Tag Archives: parallel algorithms

Parallel String Histogram

Not long ago I’ve read the following article: Solving the Multicore Dilemma.

The article proposes an interesting approach to enabling automaic parallelization of high-level code. This approach is presented as an alternative to enforcing immutability of values (pure functional programming). We can think of it as (full) scatter-gather paradigm (while pure FP corresponds to the «gather» part).

As for me, I don’t think that this approach is really universally applicable, but it may be fruitful anyway even as a mindset for parallelization by hand.

The post you’re reading is devoted to a small special case, which was used as a simple example in the aforementioned article. It’s about getting the histogram of a string (I call it «counting codes» below). Imagine that the simple sequential algorithm is transformed into a scatter-gather counterpart. There each character codepoint has its own container where 1s are accumulated. I think that a sophisticated parallelizing compiler should find out that we don’t need real containers but just a bunch of simple counters.

Well, this way of reasoning may lead to a structure consisting of atomic counters and replacing pushing and summing with atomic increment (so no scatter-gather anymore). People doing parallel algorithms may guess that atomic counters being used so intensively will prevent us from gaining any performance increase (even with state-of-the-art hardware support for atomic operations) for this «parallel» code. More likely, it will be working slower than that simple sequential algorithm. I don’t claim that our would-be sophisticated compiler couldn’t find out the problem with atomic increment. But too clever compilers may produce quite unpredictable code…

Meanwhile, it seems logical to parallelize this algorithm just by providing each thread with it’s own array of counters and then summing the results. I found it to be interesting to measure real-life speed of these algorithms.

For simplicity I used 8-bit char, so I can use a plain C array of 256 integers fitting exactly in 1kb of RAM to store counters for all possible codepoints. Strings are generated using Mersenne twister mt19937 and uniform_int_distribution. The source code containing all the details is available via URLs given below.

Tested algorithms:

  • reference sequential: reference.h
  • atomic via OpenMP means: atomic.h
  • using std::atomic (a dirty hack, just for testing!) with OpenMP thread-group: std_atomic.h
  • parallel with per-thread counters arrays and no atomic operations: parallel.h

Other code: random_string.h, test.cpp. Archived MSVC project with compiled exe (x64) and the testing results: here.

Compiler/OS used: Microsoft Visual C++ 2012 (x64, default release settings + /GS- /Qpar) / Windows 7SP1 Pro x64.

Testing machines: AMD Phenom 2 x4 @ 2.1GHz and 3.2GHz with 2x2Gb DDR3-1333 RAM, Intel Celeron U3400 1.07GHz with 4Gb DDR3-800.

I tried std::atomic just to see «lock xadd» in assembly (MSVC transforms OpenMP atomic directive into «call _vcomp_atomic_add_i4» here, the procedure is hidden somewhere in the runtime). What’s interesting and counter-intuitive (at least for me), OpenMP variant stably works faster than std::atomic on Phenom and vice versa: std::atomic is quite faster on Celeron.

Both atomic variants work an order of magnitude SLOWER than simple sequential algorithm – a serious warning to everyone using atomics indiscriminately.
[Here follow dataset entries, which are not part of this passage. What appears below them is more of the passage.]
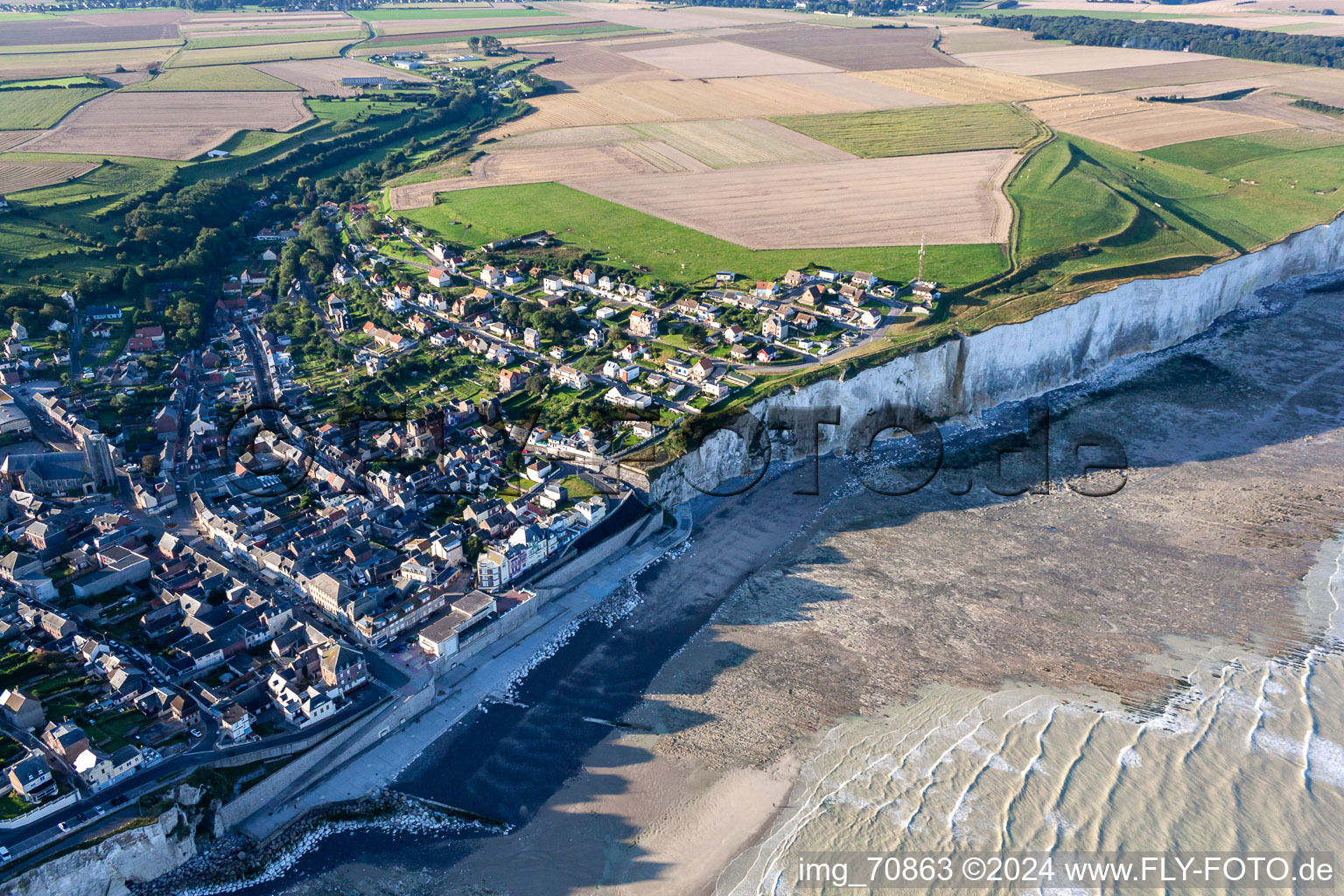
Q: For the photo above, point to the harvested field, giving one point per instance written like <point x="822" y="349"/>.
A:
<point x="1321" y="85"/>
<point x="724" y="60"/>
<point x="664" y="100"/>
<point x="1141" y="125"/>
<point x="741" y="143"/>
<point x="260" y="52"/>
<point x="52" y="65"/>
<point x="17" y="176"/>
<point x="550" y="164"/>
<point x="1053" y="60"/>
<point x="38" y="109"/>
<point x="11" y="138"/>
<point x="967" y="85"/>
<point x="957" y="39"/>
<point x="850" y="49"/>
<point x="710" y="144"/>
<point x="215" y="22"/>
<point x="579" y="62"/>
<point x="140" y="24"/>
<point x="323" y="77"/>
<point x="211" y="78"/>
<point x="1180" y="73"/>
<point x="168" y="125"/>
<point x="913" y="132"/>
<point x="500" y="19"/>
<point x="690" y="19"/>
<point x="955" y="198"/>
<point x="1266" y="103"/>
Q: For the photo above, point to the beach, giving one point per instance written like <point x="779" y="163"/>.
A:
<point x="862" y="670"/>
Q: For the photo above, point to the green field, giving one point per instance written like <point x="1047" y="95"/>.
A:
<point x="386" y="15"/>
<point x="355" y="109"/>
<point x="1088" y="211"/>
<point x="38" y="109"/>
<point x="248" y="39"/>
<point x="213" y="78"/>
<point x="74" y="80"/>
<point x="912" y="132"/>
<point x="626" y="238"/>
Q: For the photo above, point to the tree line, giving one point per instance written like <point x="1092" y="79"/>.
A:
<point x="1218" y="40"/>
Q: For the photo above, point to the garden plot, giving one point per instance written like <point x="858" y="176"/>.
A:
<point x="1130" y="124"/>
<point x="953" y="198"/>
<point x="168" y="125"/>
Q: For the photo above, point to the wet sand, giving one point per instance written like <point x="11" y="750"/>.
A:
<point x="1236" y="449"/>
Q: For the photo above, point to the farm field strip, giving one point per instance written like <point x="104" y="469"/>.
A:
<point x="323" y="77"/>
<point x="956" y="198"/>
<point x="967" y="83"/>
<point x="263" y="52"/>
<point x="1055" y="60"/>
<point x="913" y="132"/>
<point x="724" y="60"/>
<point x="1130" y="124"/>
<point x="20" y="66"/>
<point x="1178" y="73"/>
<point x="207" y="78"/>
<point x="17" y="176"/>
<point x="39" y="109"/>
<point x="168" y="125"/>
<point x="848" y="49"/>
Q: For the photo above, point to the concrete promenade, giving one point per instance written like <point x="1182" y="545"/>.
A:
<point x="489" y="673"/>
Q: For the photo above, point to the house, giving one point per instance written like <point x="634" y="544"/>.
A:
<point x="569" y="376"/>
<point x="925" y="290"/>
<point x="343" y="668"/>
<point x="644" y="324"/>
<point x="22" y="710"/>
<point x="32" y="778"/>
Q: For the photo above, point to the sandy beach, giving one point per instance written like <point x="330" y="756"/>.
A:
<point x="1234" y="444"/>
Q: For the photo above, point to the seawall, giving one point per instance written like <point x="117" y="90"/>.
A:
<point x="962" y="378"/>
Atomic operations prevent caching of counters and lock memory bus (therefore each iteration loads from and stores to DRAM an integer, and no matter how many threads try to do it, they do it serially).

«Normal» parallel variant works only twice faster on my quad-core machine (and almost no faster on the dualcore machine) than a sequential one not reaching even 1Gbps string reading speed @ 2.1GHz and hardly reaching 1.33Gbps @ 3.2GHz (in a perfect situation the counters array should reside in L1D, string parts should be prefetched to cores’ caches line by line effectively reaching RAM subsystem throughput limit). So, a field for some improvement obviously exists.

Performance scaling with string length and CPU frequency is almost linear. However doing small strings in parallel may lead to high overhead (threads starting and joining, possible context switches).

Intel Celeron U3400

AMD Phenom @ 3.2GHz

AMD Phenom @ 2.1GHz

UPDATE 2013.03.25.

The code was revised and published on Bitbucket.